As shown above, the optimization can be sensitive to the initial C code that
is supplied. Even if the implementation is logically equivalent, use of an if
statement can result in the optimizer failing to find the right optimization.
So just because you turn on an optimization flag, does not guarantee that it
will be applied.
There are several ways you can diagnose this. The most obvious thing is to test
if there was positive change in performance. You should have some kind of a
test harness in place before you even start making performance optimizations to
your code, so this should be easy to check. The second thing you can do is to
inspect the instructions being produced by using the -S
flag. Of course,
this relies on you already having a very good idea of how the optimization
should be implemented, and this isn't always obvious.
Fortunately gcc
provides some diagnostics that help you to understand what
optimisations have been applied, and which gives reasons for the ones which
could not be applied. If you use the -fopt-info-all
flag it will output
this information to the console while compiling. For example, in the case where capitalise.c
uses an if
statement:
gcc -O2 -ftree-vectorize -mavx2 -fopt-info-all -S capitalise.c
Unit growth for small function inlining: 13->13 (0%)

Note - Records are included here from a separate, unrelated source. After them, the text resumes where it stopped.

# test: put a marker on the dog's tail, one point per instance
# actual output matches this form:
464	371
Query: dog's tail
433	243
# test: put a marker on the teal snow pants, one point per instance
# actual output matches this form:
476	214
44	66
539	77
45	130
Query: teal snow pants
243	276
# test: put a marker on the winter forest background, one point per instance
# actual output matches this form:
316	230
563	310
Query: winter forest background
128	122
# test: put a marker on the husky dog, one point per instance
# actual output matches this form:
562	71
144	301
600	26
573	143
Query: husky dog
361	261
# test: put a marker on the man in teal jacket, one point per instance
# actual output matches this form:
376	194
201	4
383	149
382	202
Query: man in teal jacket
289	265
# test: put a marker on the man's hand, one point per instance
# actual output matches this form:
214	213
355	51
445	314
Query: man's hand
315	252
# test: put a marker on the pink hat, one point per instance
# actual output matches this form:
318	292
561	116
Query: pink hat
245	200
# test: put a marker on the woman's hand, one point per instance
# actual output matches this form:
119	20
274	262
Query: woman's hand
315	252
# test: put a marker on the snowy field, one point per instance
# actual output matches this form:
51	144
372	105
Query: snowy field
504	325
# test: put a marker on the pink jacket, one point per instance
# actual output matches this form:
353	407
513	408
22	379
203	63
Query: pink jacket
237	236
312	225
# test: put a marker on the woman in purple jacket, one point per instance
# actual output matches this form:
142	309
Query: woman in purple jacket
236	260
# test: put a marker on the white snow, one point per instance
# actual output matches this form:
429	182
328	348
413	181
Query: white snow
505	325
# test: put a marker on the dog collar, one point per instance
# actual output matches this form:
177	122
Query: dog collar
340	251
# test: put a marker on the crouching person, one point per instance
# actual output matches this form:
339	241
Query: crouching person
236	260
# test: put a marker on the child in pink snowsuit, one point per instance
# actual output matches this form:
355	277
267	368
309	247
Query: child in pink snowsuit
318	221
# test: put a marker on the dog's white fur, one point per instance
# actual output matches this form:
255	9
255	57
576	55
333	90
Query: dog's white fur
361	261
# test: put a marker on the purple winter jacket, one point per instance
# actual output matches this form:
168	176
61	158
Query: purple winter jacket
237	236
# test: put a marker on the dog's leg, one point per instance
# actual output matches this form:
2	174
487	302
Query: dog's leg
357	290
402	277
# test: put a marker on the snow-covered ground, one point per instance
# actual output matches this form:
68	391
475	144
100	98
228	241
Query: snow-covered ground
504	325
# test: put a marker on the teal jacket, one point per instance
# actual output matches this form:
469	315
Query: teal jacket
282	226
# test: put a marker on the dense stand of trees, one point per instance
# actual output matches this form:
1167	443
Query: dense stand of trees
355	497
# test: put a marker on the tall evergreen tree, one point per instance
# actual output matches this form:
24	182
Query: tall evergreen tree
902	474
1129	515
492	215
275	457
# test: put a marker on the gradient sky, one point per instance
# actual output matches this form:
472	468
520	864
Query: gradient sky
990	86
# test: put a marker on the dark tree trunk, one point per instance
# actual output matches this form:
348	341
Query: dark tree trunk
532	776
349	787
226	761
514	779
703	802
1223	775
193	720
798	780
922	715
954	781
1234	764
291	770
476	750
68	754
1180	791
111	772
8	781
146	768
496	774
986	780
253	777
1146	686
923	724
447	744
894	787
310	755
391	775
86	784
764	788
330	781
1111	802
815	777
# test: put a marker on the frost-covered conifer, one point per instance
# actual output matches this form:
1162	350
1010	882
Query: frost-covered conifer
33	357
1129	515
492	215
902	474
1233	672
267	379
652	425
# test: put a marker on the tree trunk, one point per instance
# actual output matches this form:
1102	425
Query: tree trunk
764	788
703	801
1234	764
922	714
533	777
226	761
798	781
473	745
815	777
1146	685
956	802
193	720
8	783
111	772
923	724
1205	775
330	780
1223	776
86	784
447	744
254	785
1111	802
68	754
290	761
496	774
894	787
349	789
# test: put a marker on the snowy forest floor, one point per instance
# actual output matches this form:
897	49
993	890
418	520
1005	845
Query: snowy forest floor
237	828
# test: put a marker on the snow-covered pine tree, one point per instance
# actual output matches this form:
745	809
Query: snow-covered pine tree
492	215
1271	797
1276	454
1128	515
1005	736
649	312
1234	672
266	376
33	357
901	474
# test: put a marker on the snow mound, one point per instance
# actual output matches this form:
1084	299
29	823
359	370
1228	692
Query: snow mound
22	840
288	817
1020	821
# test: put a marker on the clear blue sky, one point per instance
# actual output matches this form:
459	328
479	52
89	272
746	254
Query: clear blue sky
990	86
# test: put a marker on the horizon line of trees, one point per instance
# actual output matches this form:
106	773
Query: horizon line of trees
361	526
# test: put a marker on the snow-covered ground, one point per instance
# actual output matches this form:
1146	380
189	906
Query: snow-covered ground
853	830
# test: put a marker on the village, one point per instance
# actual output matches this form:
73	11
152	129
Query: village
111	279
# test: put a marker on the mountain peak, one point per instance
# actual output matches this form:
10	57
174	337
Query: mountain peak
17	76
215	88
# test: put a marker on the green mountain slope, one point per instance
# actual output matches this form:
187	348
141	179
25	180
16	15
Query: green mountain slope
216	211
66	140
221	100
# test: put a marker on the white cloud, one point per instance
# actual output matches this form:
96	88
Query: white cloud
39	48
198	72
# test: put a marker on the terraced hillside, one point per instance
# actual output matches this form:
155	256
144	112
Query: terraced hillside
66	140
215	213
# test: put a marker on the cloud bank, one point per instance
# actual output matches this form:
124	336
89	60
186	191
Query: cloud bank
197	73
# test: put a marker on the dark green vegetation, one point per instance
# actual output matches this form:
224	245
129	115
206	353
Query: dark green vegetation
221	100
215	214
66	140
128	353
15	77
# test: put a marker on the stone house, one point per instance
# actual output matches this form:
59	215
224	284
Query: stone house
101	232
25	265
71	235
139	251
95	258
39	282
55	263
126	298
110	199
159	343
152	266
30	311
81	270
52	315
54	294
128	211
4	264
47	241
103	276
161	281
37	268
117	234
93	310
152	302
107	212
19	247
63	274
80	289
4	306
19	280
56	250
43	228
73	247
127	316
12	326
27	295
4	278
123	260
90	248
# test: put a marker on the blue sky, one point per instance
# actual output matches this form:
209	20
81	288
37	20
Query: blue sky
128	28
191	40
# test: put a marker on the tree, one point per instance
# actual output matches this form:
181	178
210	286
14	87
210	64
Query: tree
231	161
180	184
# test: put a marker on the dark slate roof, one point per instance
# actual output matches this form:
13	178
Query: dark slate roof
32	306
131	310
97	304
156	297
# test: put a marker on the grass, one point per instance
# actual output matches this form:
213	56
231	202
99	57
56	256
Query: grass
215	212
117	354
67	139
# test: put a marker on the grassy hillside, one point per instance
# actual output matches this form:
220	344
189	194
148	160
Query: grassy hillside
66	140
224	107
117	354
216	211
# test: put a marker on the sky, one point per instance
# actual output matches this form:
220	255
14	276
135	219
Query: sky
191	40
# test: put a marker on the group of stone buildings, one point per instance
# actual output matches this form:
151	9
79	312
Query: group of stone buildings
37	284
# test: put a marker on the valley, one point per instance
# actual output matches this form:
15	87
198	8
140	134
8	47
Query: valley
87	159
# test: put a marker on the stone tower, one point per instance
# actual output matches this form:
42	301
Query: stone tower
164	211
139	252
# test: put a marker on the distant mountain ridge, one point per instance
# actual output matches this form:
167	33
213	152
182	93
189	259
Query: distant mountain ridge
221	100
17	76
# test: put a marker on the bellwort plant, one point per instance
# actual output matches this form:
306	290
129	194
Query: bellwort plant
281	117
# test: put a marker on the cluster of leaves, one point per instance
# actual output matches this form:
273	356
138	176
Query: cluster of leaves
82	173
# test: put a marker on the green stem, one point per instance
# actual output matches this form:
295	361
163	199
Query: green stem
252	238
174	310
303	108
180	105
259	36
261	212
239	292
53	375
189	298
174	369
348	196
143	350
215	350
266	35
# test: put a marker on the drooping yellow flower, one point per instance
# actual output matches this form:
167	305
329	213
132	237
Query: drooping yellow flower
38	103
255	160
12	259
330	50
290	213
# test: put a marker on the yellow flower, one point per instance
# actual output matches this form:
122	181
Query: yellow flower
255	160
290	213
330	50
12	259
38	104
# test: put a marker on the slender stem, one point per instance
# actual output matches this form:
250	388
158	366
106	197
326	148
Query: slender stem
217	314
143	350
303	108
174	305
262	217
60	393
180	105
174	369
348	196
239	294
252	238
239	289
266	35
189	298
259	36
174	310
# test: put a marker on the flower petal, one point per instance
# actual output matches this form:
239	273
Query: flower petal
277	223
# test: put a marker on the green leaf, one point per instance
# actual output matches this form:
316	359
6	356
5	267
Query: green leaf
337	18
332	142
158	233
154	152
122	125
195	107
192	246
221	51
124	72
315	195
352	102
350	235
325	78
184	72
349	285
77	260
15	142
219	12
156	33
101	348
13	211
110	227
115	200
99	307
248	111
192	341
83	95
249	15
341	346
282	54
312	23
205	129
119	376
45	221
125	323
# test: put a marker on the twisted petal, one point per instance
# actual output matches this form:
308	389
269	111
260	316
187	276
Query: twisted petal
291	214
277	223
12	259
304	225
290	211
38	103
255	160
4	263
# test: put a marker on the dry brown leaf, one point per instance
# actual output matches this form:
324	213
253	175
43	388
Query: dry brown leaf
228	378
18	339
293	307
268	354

Inlined 0 calls, eliminated 0 functions
capitalise.c:4:5: missed: couldn't vectorize loop
capitalise.c:4:5: missed: not vectorized: control flow in loop.
capitalise.c:3:6: note: vectorized 0 loops in function.
Or in the case where capitalise.c
uses multiplication by a boolean instead
of using if
:
gcc -O2 -ftree-vectorize -mavx2 -fopt-info-all -S capitalise.c
Unit growth for small function inlining: 13->13 (0%)
Inlined 0 calls, eliminated 0 functions
capitalise.c:4:5: optimized: loop vectorized using 32 byte vectors
capitalise.c:3:6: note: vectorized 1 loops in function.
Here I can see that the loop was optimized and that the 32 byte AVX-2 instructions were used. If I saw that only 16 byte vectors were being used, then I would know the older MMX instructions were being used instead.